Łaźnie i kultura kąpieli w Starożytnym Rzymie
Termy, czyli łaźnie dostępne dla wszystkich
Chyba każdy z nas słyszał o miłości starożytnych Rzymian do kąpieli. Ruiny słynnych łaźni termalnych możemy podziwiać we Włoszech do dziś. Dawniej dostępne były one dostępne nie tylko dla bogaczy, ale także dla niewolników, a korzystanie z nich było bardzo tanie. Co więcej, łaźnie mogły odwiedzać również kobiety. Warto dodać, że istniały wówczas zarówno łaźnie publiczne, jak i prywatne, natomiast wszechobecny kult czystości był popularny głównie wśród wyższych warstw społecznych. Termy były inspirowane kulturą grecką, jednak to właśnie te rzymskie zachwycały luksusem oraz wyrafinowaniem.
Starożytny Rzym jako kolebka współczesnego SPA
Można powiedzieć, że Starożytny Rzym to kolebka współczesnego SPA. Na terenie tego imperium istniało wiele źródeł termalnych, co z kolei sprawiło, że na jego obszarze mogło powstać wiele łaźni.
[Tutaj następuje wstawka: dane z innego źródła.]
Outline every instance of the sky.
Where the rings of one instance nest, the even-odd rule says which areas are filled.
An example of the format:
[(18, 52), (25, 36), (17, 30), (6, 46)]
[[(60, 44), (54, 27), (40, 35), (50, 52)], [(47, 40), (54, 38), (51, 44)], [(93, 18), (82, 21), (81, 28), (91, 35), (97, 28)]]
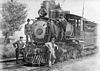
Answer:
[[(0, 6), (3, 2), (8, 0), (0, 0)], [(27, 4), (28, 17), (34, 18), (38, 16), (38, 9), (43, 0), (17, 0)], [(55, 0), (62, 4), (63, 10), (68, 10), (73, 14), (82, 16), (83, 2), (84, 2), (84, 17), (90, 21), (100, 23), (100, 0)]]
[[(8, 0), (0, 0), (0, 7), (2, 3)], [(38, 17), (38, 10), (43, 0), (17, 0), (25, 3), (28, 8), (28, 18), (34, 19)], [(84, 18), (87, 20), (100, 23), (100, 0), (55, 0), (61, 4), (63, 10), (70, 11), (72, 14), (82, 16), (83, 2), (84, 2)], [(98, 26), (99, 28), (99, 26)], [(98, 31), (99, 32), (99, 31)]]

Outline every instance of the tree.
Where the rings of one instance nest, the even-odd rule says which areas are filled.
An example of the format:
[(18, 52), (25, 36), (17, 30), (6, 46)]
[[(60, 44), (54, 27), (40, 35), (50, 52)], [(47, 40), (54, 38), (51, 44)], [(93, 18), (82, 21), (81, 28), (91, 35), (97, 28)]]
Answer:
[(26, 5), (16, 2), (8, 1), (2, 5), (2, 34), (5, 36), (5, 41), (9, 36), (13, 35), (15, 31), (21, 29), (22, 24), (25, 23), (27, 17)]

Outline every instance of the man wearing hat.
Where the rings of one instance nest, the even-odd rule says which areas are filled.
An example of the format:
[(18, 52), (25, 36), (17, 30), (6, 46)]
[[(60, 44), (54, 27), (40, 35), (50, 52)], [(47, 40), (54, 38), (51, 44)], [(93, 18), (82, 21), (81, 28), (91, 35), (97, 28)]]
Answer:
[(47, 11), (43, 5), (39, 9), (38, 14), (39, 14), (39, 17), (41, 17), (41, 18), (43, 18), (47, 15)]
[(45, 43), (47, 48), (49, 49), (49, 55), (48, 56), (48, 65), (51, 67), (52, 64), (54, 64), (56, 55), (55, 55), (55, 49), (58, 50), (58, 46), (55, 44), (55, 38), (53, 37), (51, 39), (51, 42)]
[(23, 37), (21, 36), (19, 38), (19, 40), (17, 40), (16, 42), (13, 43), (13, 46), (16, 48), (15, 52), (16, 52), (16, 63), (18, 63), (18, 58), (19, 58), (19, 54), (23, 55), (23, 61), (25, 60), (25, 52), (24, 52), (24, 47), (25, 44), (23, 42)]
[(27, 24), (25, 25), (25, 35), (26, 35), (26, 43), (31, 40), (31, 25), (29, 24), (30, 19), (27, 19)]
Kąpiel w takich miejscach była pewnym rytuałem i trwała ona stosunkowo długo. W pomieszczeniach o sporej kubaturze zwykle znajdowała się tzw. „parówka”, natomiast tuż za nią usytuowane było miejsce ogrzewane, w którym starożytni Rzymianie odpoczywali, przy okazji zanurzali ciało w chłodnej wodzie. Już w dawnych czasach wiedziano, że takie kąpiele mają właściwości pobudzające.
Termy składały się również z wielu innych pomieszczeń: sale gimnastycznych (gimnazjonów), boisk i stadionów, sal do masażu, sal do nacierania oliwą i pachnidłami, a także eksedr i portyków, w których przysłuchiwano się recytacjom poetów i mówców. Warto dodać, że w skład term wchodziły również biblioteki, bufety, pokoje muzyczne, a nawet sale do gry w kości. Wiadomo także, że termy wykończone były marmurem oraz sprawiały wrażenie bardzo solidnych.
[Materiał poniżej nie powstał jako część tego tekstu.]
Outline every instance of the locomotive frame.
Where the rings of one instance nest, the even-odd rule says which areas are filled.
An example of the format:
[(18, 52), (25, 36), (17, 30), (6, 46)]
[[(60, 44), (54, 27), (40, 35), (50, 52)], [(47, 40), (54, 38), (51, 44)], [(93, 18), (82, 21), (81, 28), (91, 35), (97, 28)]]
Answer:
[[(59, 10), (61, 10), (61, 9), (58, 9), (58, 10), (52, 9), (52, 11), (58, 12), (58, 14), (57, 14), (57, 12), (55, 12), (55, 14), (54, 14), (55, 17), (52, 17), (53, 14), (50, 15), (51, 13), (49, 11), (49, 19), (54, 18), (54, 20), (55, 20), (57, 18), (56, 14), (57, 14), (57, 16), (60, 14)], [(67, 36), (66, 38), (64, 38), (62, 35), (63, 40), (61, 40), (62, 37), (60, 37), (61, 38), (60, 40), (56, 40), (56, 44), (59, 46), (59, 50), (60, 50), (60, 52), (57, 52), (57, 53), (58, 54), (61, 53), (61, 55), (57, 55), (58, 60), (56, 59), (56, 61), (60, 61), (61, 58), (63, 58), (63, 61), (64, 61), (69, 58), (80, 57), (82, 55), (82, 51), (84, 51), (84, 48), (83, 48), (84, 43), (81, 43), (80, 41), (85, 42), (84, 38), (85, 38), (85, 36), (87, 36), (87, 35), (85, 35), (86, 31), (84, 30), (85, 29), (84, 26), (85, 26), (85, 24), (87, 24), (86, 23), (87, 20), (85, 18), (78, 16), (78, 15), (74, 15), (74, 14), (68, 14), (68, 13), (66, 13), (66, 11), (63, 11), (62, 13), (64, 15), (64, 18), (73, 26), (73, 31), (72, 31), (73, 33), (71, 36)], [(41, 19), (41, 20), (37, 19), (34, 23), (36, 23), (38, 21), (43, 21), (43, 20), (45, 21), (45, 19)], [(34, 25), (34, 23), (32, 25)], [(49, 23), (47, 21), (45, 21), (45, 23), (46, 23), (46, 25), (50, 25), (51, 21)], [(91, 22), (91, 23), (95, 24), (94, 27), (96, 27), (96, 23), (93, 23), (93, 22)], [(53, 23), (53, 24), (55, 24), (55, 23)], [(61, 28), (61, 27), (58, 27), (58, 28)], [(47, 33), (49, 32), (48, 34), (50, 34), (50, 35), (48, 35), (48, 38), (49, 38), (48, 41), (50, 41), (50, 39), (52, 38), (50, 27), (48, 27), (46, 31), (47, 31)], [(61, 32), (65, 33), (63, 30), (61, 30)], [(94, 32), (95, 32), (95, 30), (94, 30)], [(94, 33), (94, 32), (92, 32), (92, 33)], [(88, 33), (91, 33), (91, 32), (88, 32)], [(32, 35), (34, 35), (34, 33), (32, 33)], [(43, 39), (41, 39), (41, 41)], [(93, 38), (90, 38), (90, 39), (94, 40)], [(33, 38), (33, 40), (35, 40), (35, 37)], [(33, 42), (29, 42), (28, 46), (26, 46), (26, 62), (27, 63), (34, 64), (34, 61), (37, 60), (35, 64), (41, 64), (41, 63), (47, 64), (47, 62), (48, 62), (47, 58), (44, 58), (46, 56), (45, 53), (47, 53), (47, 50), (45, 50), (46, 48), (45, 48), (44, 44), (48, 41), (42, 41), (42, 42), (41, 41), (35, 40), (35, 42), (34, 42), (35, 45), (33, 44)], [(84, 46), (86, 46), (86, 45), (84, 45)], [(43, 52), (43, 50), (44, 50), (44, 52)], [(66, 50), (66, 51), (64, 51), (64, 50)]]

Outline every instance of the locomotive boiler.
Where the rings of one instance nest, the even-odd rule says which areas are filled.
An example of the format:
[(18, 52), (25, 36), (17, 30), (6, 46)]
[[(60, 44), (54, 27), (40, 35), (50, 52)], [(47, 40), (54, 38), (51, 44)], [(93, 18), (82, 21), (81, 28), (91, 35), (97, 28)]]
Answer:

Wanny i pomieszczenia przypominające łazienki
Bogaci Rzymianie mogli dbać o swoje ciało również w pomieszczeniach przypominających łazienki, które znajdowały się w ich domach. Zwykle umiejscowione były w nich osobne wanny do zimnej i ciepłej wody, a także wanny jedno - i dwuosobowe. Bez wątpienia przypominały one dzisiejsze, bogato zdobione salony kąpielowe. Jednak, mimo że bogaci Rzymianie posiadali własne łazienki, chętnie korzystali również z łaźni publicznych. Kultura kąpieli skończyła się jednak wraz z upadkiem Starożytnego Rzymu – jak się okazuje, najeźdźcy preferowali zamiast nich szybkie kąpiele w strumieniach.